Other clinical trial data will come from analyzing previous trials in which one of the same vaccine candidates as was used in RV144 was administered. This includes the two Phase III trials known as VAX003 and VAX004 that tested AIDSVAX gp120 alone in either men who have sex with men in the US or injection drug users in Thailand. There was no protection against HIV infection observed in either of these trials; however, the populations differed greatly from the RV144 volunteers—both the mode of transmission and the level of risk were different in the VAX003 and 004 trials. It is possible that the same responses were induced in volunteers in these trials but the level of exposure to HIV and the diversity of the viruses that infected these volunteers overcame the vaccine’s effect. A similar observation has been made in non-human primates. Genoveffa Franchini, who led the animal models scientific working group as part of the RV144 correlates team, has been able to reproduce the RV144 results in non-human primate studies, but found the protection is dependent on the amount of virus the animals are exposed to. “If you’re using too much virus, you can’t see the vaccine efficacy,” she said.
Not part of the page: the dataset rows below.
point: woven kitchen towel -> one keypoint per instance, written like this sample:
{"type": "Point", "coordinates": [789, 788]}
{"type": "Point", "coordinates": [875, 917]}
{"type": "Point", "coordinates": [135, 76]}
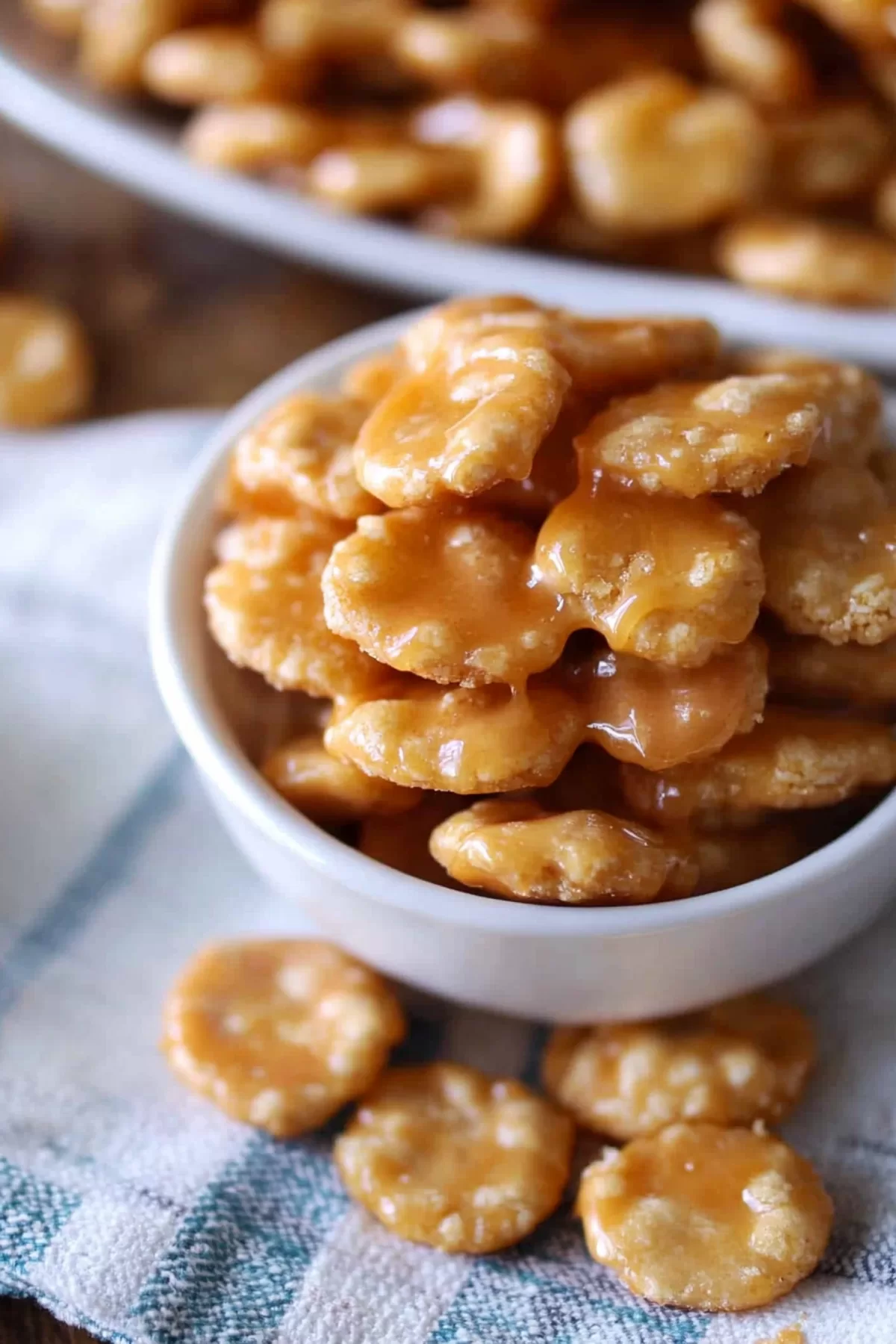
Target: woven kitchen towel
{"type": "Point", "coordinates": [136, 1210]}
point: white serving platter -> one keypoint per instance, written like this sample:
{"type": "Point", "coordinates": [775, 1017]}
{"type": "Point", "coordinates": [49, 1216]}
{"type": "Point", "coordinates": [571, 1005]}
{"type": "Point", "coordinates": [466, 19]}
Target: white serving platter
{"type": "Point", "coordinates": [137, 149]}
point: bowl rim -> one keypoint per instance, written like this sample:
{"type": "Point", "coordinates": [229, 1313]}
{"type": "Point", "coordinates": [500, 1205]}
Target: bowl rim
{"type": "Point", "coordinates": [213, 745]}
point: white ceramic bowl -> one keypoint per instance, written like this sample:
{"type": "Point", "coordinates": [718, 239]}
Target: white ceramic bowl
{"type": "Point", "coordinates": [535, 961]}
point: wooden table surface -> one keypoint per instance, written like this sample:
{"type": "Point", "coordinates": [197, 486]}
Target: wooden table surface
{"type": "Point", "coordinates": [179, 317]}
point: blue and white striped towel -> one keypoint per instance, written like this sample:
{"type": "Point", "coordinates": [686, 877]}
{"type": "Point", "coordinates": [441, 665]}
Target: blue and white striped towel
{"type": "Point", "coordinates": [136, 1210]}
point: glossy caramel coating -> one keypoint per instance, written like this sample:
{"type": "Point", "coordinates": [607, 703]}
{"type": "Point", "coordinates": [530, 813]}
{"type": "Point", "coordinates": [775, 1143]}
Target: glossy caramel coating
{"type": "Point", "coordinates": [655, 715]}
{"type": "Point", "coordinates": [519, 851]}
{"type": "Point", "coordinates": [656, 154]}
{"type": "Point", "coordinates": [817, 671]}
{"type": "Point", "coordinates": [329, 791]}
{"type": "Point", "coordinates": [476, 418]}
{"type": "Point", "coordinates": [265, 608]}
{"type": "Point", "coordinates": [829, 550]}
{"type": "Point", "coordinates": [852, 401]}
{"type": "Point", "coordinates": [280, 1034]}
{"type": "Point", "coordinates": [664, 578]}
{"type": "Point", "coordinates": [830, 152]}
{"type": "Point", "coordinates": [790, 759]}
{"type": "Point", "coordinates": [602, 355]}
{"type": "Point", "coordinates": [744, 43]}
{"type": "Point", "coordinates": [370, 379]}
{"type": "Point", "coordinates": [46, 363]}
{"type": "Point", "coordinates": [388, 178]}
{"type": "Point", "coordinates": [736, 1062]}
{"type": "Point", "coordinates": [448, 1156]}
{"type": "Point", "coordinates": [114, 37]}
{"type": "Point", "coordinates": [694, 438]}
{"type": "Point", "coordinates": [218, 62]}
{"type": "Point", "coordinates": [494, 739]}
{"type": "Point", "coordinates": [482, 739]}
{"type": "Point", "coordinates": [516, 174]}
{"type": "Point", "coordinates": [448, 594]}
{"type": "Point", "coordinates": [257, 136]}
{"type": "Point", "coordinates": [301, 452]}
{"type": "Point", "coordinates": [707, 1218]}
{"type": "Point", "coordinates": [821, 261]}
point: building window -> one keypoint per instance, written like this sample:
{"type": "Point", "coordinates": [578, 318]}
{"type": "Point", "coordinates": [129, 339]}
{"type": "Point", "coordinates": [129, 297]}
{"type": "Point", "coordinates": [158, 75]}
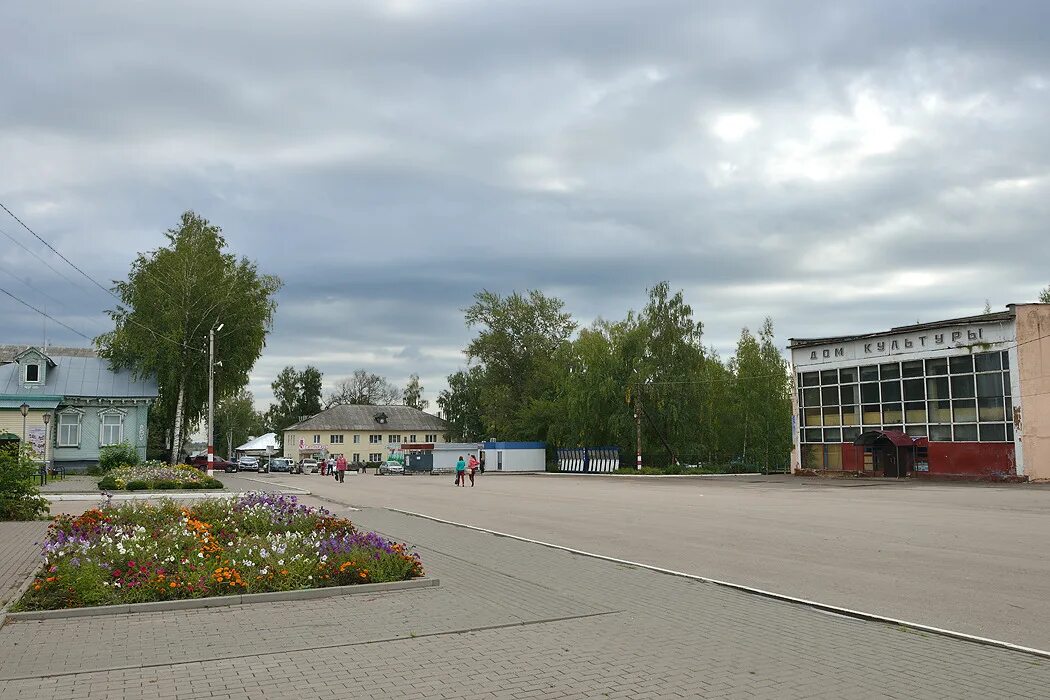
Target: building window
{"type": "Point", "coordinates": [111, 429]}
{"type": "Point", "coordinates": [69, 429]}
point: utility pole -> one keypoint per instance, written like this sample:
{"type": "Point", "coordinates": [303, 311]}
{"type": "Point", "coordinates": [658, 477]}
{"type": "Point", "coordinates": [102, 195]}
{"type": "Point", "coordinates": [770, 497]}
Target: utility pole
{"type": "Point", "coordinates": [637, 427]}
{"type": "Point", "coordinates": [211, 399]}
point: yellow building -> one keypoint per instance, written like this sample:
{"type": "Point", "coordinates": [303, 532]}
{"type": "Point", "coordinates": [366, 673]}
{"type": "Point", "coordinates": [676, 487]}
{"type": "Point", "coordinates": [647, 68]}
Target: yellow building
{"type": "Point", "coordinates": [361, 433]}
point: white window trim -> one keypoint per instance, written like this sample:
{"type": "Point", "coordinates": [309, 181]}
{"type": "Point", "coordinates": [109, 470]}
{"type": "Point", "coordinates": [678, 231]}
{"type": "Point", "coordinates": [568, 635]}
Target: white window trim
{"type": "Point", "coordinates": [79, 415]}
{"type": "Point", "coordinates": [102, 425]}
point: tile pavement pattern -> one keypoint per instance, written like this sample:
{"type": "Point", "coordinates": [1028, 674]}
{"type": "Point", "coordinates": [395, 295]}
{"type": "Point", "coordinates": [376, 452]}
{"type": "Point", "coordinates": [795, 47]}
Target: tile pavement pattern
{"type": "Point", "coordinates": [19, 555]}
{"type": "Point", "coordinates": [510, 620]}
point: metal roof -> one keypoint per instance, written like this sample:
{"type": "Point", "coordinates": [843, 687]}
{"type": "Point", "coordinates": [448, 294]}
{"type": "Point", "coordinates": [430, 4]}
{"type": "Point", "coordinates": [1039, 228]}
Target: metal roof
{"type": "Point", "coordinates": [363, 418]}
{"type": "Point", "coordinates": [7, 353]}
{"type": "Point", "coordinates": [983, 318]}
{"type": "Point", "coordinates": [79, 377]}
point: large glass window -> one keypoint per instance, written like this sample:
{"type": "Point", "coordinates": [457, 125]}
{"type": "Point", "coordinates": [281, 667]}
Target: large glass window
{"type": "Point", "coordinates": [962, 386]}
{"type": "Point", "coordinates": [929, 397]}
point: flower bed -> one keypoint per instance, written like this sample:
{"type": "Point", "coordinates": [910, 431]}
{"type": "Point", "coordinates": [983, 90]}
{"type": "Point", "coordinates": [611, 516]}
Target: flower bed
{"type": "Point", "coordinates": [156, 475]}
{"type": "Point", "coordinates": [139, 552]}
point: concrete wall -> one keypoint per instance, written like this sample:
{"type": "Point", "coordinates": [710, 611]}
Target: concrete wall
{"type": "Point", "coordinates": [1031, 418]}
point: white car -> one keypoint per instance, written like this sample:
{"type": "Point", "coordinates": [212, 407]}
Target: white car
{"type": "Point", "coordinates": [250, 464]}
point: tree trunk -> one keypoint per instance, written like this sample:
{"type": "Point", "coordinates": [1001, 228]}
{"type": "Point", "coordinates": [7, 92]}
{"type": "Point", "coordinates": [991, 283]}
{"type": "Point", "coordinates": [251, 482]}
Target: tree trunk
{"type": "Point", "coordinates": [176, 443]}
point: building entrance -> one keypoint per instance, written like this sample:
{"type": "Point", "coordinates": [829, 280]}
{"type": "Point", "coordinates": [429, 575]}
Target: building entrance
{"type": "Point", "coordinates": [893, 451]}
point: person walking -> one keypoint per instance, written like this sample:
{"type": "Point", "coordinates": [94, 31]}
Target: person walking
{"type": "Point", "coordinates": [471, 467]}
{"type": "Point", "coordinates": [461, 472]}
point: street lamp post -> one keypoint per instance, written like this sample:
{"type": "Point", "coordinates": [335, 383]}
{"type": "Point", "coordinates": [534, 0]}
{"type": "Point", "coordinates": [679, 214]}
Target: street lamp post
{"type": "Point", "coordinates": [47, 439]}
{"type": "Point", "coordinates": [211, 398]}
{"type": "Point", "coordinates": [25, 411]}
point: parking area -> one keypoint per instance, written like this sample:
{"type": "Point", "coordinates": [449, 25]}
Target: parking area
{"type": "Point", "coordinates": [968, 557]}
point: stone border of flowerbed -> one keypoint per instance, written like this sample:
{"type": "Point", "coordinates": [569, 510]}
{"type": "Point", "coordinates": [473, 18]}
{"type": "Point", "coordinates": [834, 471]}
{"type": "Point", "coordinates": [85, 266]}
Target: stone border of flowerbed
{"type": "Point", "coordinates": [219, 600]}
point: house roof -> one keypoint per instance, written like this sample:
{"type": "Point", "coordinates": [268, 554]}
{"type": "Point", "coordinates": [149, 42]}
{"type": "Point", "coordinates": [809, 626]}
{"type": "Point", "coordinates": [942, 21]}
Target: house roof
{"type": "Point", "coordinates": [983, 318]}
{"type": "Point", "coordinates": [348, 417]}
{"type": "Point", "coordinates": [8, 353]}
{"type": "Point", "coordinates": [264, 441]}
{"type": "Point", "coordinates": [79, 376]}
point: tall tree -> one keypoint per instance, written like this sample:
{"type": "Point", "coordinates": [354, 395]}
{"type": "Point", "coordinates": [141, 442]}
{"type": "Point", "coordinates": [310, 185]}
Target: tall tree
{"type": "Point", "coordinates": [296, 395]}
{"type": "Point", "coordinates": [364, 387]}
{"type": "Point", "coordinates": [172, 298]}
{"type": "Point", "coordinates": [520, 336]}
{"type": "Point", "coordinates": [460, 405]}
{"type": "Point", "coordinates": [414, 394]}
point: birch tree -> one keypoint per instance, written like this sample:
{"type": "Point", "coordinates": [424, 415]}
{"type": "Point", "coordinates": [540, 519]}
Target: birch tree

Researchers are now analyzing samples from the VAX003 and 004 trials, which are available in a repository, to see if this vaccine candidate alone induced similar immune responses to the prime-boost regimen tested in RV144.

Researchers are also planning studies in non-human primates to see if administration of antibodies of the type that were elicited by the RV144 vaccine regimen are capable of protecting monkeys against infection. All of these studies will inform the design of future vaccine candidates that might be able to improve on the efficacy seen in RV144.